# Introduction

Here is the jupyter notebook for those who have signed up for the competition in NTU.

The competition's goal is to maximize the cummulative environment-given reward.
The key differenet of RL from traditional supervised learning is the loss(here indicates the cummulative reward) could not be optimized directly and therefore the updates of the nets(agents) is a little different.

We either use policy-based methods where we integrate the possibility of taking the action and the reward together to update or we use value based method where a judger will determine whether a single state or action is good.

In this competition, I will provide a RL environment which an agent can interact with and RL baseline. Besides, I am going to uncover the core code the RL baseline and show you the how you can build your own agent.
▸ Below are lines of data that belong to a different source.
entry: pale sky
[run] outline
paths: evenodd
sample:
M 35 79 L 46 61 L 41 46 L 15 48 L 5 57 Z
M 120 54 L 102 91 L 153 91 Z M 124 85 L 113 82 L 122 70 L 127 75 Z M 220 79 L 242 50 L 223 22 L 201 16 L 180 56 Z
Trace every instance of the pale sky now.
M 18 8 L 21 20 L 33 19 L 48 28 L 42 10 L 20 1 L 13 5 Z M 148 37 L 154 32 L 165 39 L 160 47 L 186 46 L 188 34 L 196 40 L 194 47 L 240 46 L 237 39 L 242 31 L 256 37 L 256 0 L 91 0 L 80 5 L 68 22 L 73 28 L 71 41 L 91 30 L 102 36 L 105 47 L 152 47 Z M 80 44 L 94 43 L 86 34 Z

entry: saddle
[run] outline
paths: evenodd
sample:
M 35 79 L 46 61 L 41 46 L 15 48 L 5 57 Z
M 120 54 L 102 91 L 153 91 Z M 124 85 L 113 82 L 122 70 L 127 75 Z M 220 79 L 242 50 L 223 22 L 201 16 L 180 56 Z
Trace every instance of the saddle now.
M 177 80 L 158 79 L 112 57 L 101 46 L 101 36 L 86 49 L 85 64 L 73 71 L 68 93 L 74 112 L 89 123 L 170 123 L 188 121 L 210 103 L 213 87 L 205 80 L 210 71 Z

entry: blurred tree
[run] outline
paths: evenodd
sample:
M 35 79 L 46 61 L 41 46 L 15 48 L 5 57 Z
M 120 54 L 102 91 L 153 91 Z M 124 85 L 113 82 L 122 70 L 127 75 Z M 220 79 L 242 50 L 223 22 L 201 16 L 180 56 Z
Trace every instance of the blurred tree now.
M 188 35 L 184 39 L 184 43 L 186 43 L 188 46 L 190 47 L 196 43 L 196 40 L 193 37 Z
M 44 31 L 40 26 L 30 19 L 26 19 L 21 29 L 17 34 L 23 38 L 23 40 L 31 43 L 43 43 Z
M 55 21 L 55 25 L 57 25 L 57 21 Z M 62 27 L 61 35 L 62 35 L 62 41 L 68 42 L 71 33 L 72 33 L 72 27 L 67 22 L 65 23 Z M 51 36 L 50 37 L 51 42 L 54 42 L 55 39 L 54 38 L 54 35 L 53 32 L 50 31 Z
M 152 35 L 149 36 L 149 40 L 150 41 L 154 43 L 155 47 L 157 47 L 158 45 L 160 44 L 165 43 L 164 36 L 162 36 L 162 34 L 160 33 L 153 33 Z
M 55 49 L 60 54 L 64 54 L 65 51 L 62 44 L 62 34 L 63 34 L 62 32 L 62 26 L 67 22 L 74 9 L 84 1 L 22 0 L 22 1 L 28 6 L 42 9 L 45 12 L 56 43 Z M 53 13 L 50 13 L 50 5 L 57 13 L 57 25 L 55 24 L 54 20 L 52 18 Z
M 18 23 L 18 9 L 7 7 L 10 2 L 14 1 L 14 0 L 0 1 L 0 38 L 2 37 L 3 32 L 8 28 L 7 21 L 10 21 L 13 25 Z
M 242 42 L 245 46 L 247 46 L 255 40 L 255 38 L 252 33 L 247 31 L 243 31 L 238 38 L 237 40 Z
You can either choose to build your own agent or you can adjust the hyperparameters to achieve the most cumulative reward.

# Installation

Here we provide the [video tutorial](https://www.youtube.com/watch?v=7rtqFT9I4uo&t=12s) for you to install this project to better participate in the competition.
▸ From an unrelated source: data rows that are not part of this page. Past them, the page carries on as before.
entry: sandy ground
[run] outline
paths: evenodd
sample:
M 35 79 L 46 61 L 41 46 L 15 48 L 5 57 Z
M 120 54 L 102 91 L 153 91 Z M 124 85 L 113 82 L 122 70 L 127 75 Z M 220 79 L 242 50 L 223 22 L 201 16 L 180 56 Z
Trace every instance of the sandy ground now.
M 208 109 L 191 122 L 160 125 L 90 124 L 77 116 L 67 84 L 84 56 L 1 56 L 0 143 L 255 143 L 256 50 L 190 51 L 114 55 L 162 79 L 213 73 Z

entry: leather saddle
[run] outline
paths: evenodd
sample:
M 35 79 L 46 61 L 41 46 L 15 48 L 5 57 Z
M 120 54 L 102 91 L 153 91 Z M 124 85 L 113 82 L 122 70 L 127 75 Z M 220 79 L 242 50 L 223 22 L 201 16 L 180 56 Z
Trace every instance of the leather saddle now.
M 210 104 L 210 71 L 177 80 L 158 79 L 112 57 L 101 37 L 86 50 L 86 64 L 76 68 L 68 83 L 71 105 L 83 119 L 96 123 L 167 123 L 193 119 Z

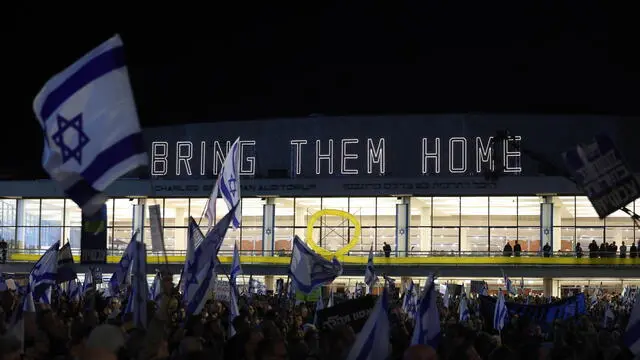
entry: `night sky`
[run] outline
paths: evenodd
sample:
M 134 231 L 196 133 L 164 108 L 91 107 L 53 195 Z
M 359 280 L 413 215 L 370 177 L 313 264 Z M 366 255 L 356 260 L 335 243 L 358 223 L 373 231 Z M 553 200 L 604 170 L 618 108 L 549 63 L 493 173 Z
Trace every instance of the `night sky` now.
M 309 114 L 639 113 L 636 12 L 595 2 L 51 3 L 0 12 L 5 178 L 43 177 L 33 97 L 115 33 L 144 127 Z

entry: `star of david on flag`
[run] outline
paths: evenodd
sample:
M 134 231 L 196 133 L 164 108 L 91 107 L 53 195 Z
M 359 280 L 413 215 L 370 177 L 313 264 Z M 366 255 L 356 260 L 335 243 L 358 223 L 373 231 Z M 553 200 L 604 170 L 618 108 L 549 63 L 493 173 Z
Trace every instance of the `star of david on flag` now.
M 105 203 L 107 186 L 147 164 L 117 35 L 47 81 L 33 110 L 44 170 L 86 214 Z

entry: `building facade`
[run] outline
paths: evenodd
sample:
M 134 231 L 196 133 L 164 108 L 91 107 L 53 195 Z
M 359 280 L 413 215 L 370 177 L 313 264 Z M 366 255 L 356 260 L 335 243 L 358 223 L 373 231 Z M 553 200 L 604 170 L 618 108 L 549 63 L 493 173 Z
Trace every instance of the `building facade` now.
M 146 129 L 149 168 L 107 189 L 108 247 L 128 243 L 134 204 L 159 204 L 165 245 L 182 254 L 188 218 L 206 224 L 206 198 L 236 137 L 242 227 L 228 233 L 223 252 L 234 243 L 245 255 L 286 252 L 293 235 L 311 236 L 331 251 L 357 237 L 352 255 L 365 255 L 372 246 L 381 251 L 386 242 L 398 257 L 486 256 L 515 241 L 525 252 L 538 253 L 549 243 L 566 255 L 593 240 L 629 245 L 640 240 L 632 219 L 622 211 L 599 219 L 554 167 L 562 167 L 563 151 L 606 133 L 637 172 L 640 159 L 625 136 L 637 133 L 637 123 L 596 116 L 425 115 Z M 507 132 L 509 138 L 501 138 Z M 41 251 L 59 239 L 79 248 L 80 210 L 51 181 L 0 185 L 0 234 L 12 248 Z M 218 216 L 226 212 L 222 200 L 217 208 Z M 640 202 L 628 208 L 640 212 Z M 148 226 L 147 220 L 147 238 Z

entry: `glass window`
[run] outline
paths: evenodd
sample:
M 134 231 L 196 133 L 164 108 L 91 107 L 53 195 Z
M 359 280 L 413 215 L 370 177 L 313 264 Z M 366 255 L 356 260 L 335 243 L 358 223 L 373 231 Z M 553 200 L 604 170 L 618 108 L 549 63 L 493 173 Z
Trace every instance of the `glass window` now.
M 151 205 L 160 205 L 160 219 L 165 217 L 164 214 L 164 199 L 145 199 L 144 200 L 144 204 L 145 204 L 145 209 L 144 209 L 144 227 L 149 227 L 149 206 Z M 137 202 L 134 200 L 134 202 L 137 204 Z M 175 218 L 175 214 L 173 215 L 173 217 Z M 147 238 L 145 235 L 145 239 L 151 239 L 151 238 Z
M 413 197 L 411 198 L 410 226 L 431 226 L 431 198 Z
M 460 225 L 460 198 L 459 197 L 434 197 L 433 198 L 433 226 L 459 226 Z
M 321 206 L 321 198 L 296 198 L 294 213 L 295 226 L 306 228 L 309 217 L 319 211 Z M 318 221 L 314 226 L 320 226 L 320 222 Z
M 542 250 L 540 246 L 540 226 L 523 226 L 518 228 L 518 242 L 522 251 L 537 253 Z M 502 249 L 500 249 L 502 250 Z
M 150 203 L 147 202 L 147 205 L 150 205 Z M 149 212 L 148 209 L 147 209 L 147 212 Z M 189 226 L 189 199 L 187 198 L 164 199 L 163 220 L 164 220 L 164 227 L 184 227 L 184 228 L 188 227 Z
M 604 240 L 604 228 L 603 227 L 580 227 L 576 228 L 576 241 L 582 244 L 589 244 L 595 240 L 598 245 Z
M 474 256 L 484 256 L 489 249 L 489 229 L 463 227 L 460 229 L 460 251 Z
M 293 209 L 295 200 L 293 198 L 275 198 L 275 226 L 294 226 Z
M 62 226 L 64 199 L 42 199 L 40 207 L 42 226 Z
M 576 226 L 604 226 L 586 196 L 576 196 Z
M 464 208 L 462 211 L 464 212 Z M 518 198 L 516 196 L 490 197 L 489 225 L 518 226 Z
M 634 211 L 633 203 L 627 204 L 626 208 Z M 605 219 L 607 226 L 631 226 L 633 227 L 633 219 L 627 213 L 622 210 L 618 210 L 613 214 L 607 216 Z M 607 235 L 607 237 L 609 237 Z
M 489 226 L 489 198 L 463 196 L 460 198 L 461 224 Z
M 262 251 L 262 227 L 246 227 L 243 223 L 241 234 L 242 241 L 238 244 L 241 255 L 257 255 L 254 252 Z
M 376 225 L 378 227 L 396 227 L 396 204 L 398 204 L 398 199 L 395 197 L 376 199 Z
M 457 255 L 460 240 L 460 228 L 437 227 L 433 228 L 433 243 L 431 251 L 434 256 Z
M 135 204 L 137 204 L 135 199 L 113 200 L 113 220 L 111 221 L 113 227 L 133 228 L 133 205 Z
M 17 200 L 0 199 L 0 226 L 16 226 L 16 208 Z
M 554 199 L 555 201 L 555 199 Z M 518 226 L 540 226 L 540 197 L 518 197 Z M 522 246 L 522 244 L 521 244 Z
M 375 226 L 376 198 L 349 198 L 349 212 L 358 219 L 361 226 Z
M 242 227 L 262 227 L 262 213 L 266 202 L 260 198 L 242 199 Z M 243 234 L 244 236 L 244 234 Z

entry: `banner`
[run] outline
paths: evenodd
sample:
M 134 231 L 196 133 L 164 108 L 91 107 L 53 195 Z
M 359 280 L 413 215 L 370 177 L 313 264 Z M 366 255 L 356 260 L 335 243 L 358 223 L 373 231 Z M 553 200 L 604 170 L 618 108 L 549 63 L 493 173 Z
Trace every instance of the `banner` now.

# RL enviornment & baselines

First, we need to add the project to our system path because the setting of jupter notebook is a little different from that of py document.
Then, we need to load the document we need to import the module we need

In [8]:
import sys
sys.path.append("..")
from agent.EIIE.model import EIIE_con, EIIE_lstm, EIIE_rnn, EIIE_critirc
import argparse
from agent.EIIE.util import *
from env.PM.portfolio_for_EIIE import Tradingenv
from logging import raiseExceptions
from stat import S_ENFMT
import torch.nn as nn
import pandas as pd
import sys
from agent.EIIE.trader import trader


Below is a part where you can adjust the default hyperparameters

In [9]:
parser = argparse.ArgumentParser()
parser.add_argument("--random_seed",
                    type=int,
                    default=12345,
                    help="the path for storing the downloaded data")
parser.add_argument(
    "--env_config_path",
    type=str,
    default="config/input_config/env/portfolio/portfolio_for_EIIE/",
    help="the path for storing the downloaded data")
parser.add_argument(
    "--net_type",
    choices=["conv", "lstm", "rnn"],
    default="conv",
    help="the name of the model",
)
parser.add_argument(
    "--num_hidden_nodes",
    type=int,
    default=32,
    help="the number of hidden nodes in lstm or rnn",
)
parser.add_argument(
    "--num_out_channel",
    type=int,
    default=2,
    help="the number of channel",
)
parser.add_argument(
    "--gamma",
    type=float,
    default=0.99,
    help="the gamma for DPG",
)
parser.add_argument(
    "--model_path",
    type=str,
    default="result/EIIE/trained_model",
    help="the path for trained model",
)
parser.add_argument(
    "--result_path",
    type=str,
    default="result/EIIE/test_result",
    help="the path for test result",
)
parser.add_argument(
    "--num_epoch",
    type=int,
    default=10,
    help="the number of epoch we train",
)


_StoreAction(option_strings=['--num_epoch'], dest='num_epoch', nargs=None, const=None, default=10, type=<class 'int'>, choices=None, help='the number of epoch we train', metavar=None)

In [10]:
args = parser.parse_args(args=[])
agent=trader(args)

In [11]:
agent.train_with_valid()
agent.test()

KeyboardInterrupt: 

The next is core code of the agent.
## RL environment

In [12]:
train_env_instance=agent.train_env_instance
valid_env_instance=agent.valid_env_instance
test_env_instance=agent.train_env_instance


# setting for RL environment

There are 3 RL environment in all, if you want to build and train your own agent, you can train it in the train_env_instance, pick the best model for the valid_env_instance and back test in the test_env_instance.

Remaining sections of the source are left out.